The cost of delivery is how effectively each energy can be transported to people, particularly high population areas. Since line loss, energy dissipating from electricity lines, occurs, it is important to put electricity generators close to the market it is intended to serve. The closer it is to the market, the less electricity is lost. Furthermore, putting up electric lines and the infrastructure associated with electric lines comes at a cost which is preferably avoided. This means the cost of delivery is highly dependent on where an electricity generator may be put.
Nuclear power plants are very flexible in where they can be placed. According to Lydia DePillis, an energy writer for Slate, the three factors considered in building a nuclear power plant is “state laws, geography, and the disposition of the local community.” Since the dispositions of the local community and state laws are variable and can be changed over a short period of time, they will not be considered in economic analysis, but will be examined further in the political implications section. When it comes to the geography factor, nuclear reactors need to be placed near large bodies of water, whether it is the ocean, a large river, or a large lake. The water source is used as a coolant for the reaction.
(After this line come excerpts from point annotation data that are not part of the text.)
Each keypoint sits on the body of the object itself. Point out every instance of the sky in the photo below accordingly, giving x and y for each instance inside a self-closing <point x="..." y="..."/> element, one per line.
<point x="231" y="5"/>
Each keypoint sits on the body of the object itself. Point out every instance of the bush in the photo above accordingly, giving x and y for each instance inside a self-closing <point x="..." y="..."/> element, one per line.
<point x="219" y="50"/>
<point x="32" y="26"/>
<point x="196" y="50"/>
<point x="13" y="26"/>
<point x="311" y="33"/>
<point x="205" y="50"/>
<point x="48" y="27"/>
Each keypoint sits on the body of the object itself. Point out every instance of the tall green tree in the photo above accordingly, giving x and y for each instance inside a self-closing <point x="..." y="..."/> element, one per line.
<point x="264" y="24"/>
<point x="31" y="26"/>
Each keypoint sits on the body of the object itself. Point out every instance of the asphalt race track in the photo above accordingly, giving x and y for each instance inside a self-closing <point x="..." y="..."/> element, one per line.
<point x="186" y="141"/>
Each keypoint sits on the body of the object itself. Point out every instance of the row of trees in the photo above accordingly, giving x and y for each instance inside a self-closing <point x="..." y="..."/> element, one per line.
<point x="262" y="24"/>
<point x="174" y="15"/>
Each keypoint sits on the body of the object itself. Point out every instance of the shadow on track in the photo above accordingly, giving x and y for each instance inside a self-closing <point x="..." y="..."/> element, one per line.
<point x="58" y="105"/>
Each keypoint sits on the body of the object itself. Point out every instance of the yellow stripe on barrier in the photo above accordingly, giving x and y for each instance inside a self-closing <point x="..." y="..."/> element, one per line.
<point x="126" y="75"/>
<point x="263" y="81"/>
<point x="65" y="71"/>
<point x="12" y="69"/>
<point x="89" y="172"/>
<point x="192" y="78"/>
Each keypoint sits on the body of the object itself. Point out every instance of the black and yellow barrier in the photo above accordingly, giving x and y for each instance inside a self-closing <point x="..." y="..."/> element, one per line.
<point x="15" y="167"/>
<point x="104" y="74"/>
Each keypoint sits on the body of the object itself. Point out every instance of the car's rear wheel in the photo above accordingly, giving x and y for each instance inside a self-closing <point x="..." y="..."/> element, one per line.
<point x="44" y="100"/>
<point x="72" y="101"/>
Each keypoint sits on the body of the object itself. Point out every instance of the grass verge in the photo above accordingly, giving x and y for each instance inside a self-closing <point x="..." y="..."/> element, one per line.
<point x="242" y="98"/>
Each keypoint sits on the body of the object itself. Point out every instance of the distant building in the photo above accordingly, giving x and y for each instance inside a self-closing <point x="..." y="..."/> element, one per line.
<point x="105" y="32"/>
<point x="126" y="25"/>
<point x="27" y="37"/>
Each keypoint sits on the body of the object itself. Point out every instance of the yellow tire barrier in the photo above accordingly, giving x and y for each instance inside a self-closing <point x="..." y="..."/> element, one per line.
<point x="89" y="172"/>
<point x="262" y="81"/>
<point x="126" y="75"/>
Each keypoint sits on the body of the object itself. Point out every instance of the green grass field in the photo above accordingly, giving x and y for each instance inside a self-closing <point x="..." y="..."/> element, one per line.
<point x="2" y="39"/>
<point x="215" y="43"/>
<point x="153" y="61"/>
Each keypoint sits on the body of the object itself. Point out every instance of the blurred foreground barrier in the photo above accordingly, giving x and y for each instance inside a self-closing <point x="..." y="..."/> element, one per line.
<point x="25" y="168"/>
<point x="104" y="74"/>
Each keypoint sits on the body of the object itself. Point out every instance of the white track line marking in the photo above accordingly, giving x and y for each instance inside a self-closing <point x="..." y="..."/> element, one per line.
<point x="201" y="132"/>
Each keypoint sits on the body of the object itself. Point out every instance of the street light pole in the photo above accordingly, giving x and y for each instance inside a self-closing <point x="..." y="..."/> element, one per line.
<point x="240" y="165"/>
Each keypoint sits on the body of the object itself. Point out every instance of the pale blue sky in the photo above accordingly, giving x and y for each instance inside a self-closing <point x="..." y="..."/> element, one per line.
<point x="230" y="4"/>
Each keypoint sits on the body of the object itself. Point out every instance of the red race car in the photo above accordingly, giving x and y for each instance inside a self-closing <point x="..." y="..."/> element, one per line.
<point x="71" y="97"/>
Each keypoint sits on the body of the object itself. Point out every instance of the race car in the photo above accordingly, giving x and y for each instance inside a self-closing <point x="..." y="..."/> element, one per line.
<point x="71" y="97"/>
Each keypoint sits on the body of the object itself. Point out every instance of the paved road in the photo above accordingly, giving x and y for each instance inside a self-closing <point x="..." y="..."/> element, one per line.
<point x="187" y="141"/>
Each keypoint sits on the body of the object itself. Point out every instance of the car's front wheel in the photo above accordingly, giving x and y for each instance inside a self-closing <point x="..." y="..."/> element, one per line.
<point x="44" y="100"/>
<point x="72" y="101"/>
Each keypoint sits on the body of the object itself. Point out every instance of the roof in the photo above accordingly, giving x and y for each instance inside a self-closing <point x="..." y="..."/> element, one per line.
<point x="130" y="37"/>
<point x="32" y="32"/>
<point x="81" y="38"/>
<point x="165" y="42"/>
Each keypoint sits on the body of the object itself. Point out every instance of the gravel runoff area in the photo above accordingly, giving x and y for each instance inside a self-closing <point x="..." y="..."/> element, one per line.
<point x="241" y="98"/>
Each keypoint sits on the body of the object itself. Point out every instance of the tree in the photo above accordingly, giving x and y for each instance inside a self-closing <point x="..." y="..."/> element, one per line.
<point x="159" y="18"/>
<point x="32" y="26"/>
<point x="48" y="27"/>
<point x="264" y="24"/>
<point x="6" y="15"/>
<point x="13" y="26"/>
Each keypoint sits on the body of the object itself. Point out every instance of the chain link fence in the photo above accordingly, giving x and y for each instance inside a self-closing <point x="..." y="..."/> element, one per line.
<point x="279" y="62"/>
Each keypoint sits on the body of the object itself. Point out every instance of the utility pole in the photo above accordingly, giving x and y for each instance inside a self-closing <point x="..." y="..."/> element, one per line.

Since coal and natural gas are also thermoelectric power, meaning they create steam to spin electric turbines, they have similar requirements as nuclear energy. They require large amounts of water as a coolant, meaning they need to be placed near water sources. In Colorado, this limits us to the natural lakes, reservoirs, and rivers that can be seen in the provided figure. While reservoirs can be created specifically for nuclear, coal, or gas plants, this is an expensive and preferable option. However, there are water features spread out across Colorado, making it possible to construct these plants essentially anywhere.
For renewables like solar and wind, farms must be placed where they will be most effective. The wind doesn’t blow at the same rate everywhere and the sun doesn’t shine equally across the United States. Solar farms must be placed where they will get the most sun and wind farms must be placed where they will get the most wind. Looking at the map provided by the National Renewable Energy Laboratory, we can see where the sun shines most intensely in the United States and least intensely. This map shows that the south western area of the United States has the most ideal sun exposure for solar energy, and the north eastern area of the United States is one of the least ideal areas for sun exposure. A majority of Colorado rests in 5.5-6.0 kWh/m2/day. While a lot of Colorado rests in a higher area of sun exposure, some of the most populated areas in Colorado, specifically Denver, Boulder, and Fort Collins, do no fall into, or barely fall into, the higher sun exposure areas, thus creating a higher cost of delivery for solar energy in Colorado.
For wind, The National Renewable Energy Laboratory provides a map giving the average annual wind speed at 80 meters above ground level. This map shows that the central United States has the highest average wind speeds, making it more favorable to wind farms as compared to coastal areas. Most of Colorado ranges on the lower end of wind speeds from less than 4 meters per seconds to 5.5 meters per second, though the eastern side of the state ha pieces that can range 8.5 to 9 meters per second. These eastern areas would be the most ideal for wind farms in Colorado, but they are also far away from Colorado’s population centers like Denver, Boulder, and Colorado Springs thus creating a higher cost of delivery for wind energy.
Looking at these geographic implications, we can assess the relative cost differences of the energy sources for delivery. Natural gas, coal, and nuclear all are very versatile, as their only requirement is that they need to be near a water source. Wind and solar energy are less versatile and require higher levels of wind and sun exposure. However, sun and wind exposure do not always line up with areas of population, thus increasing its relative cost of delivery.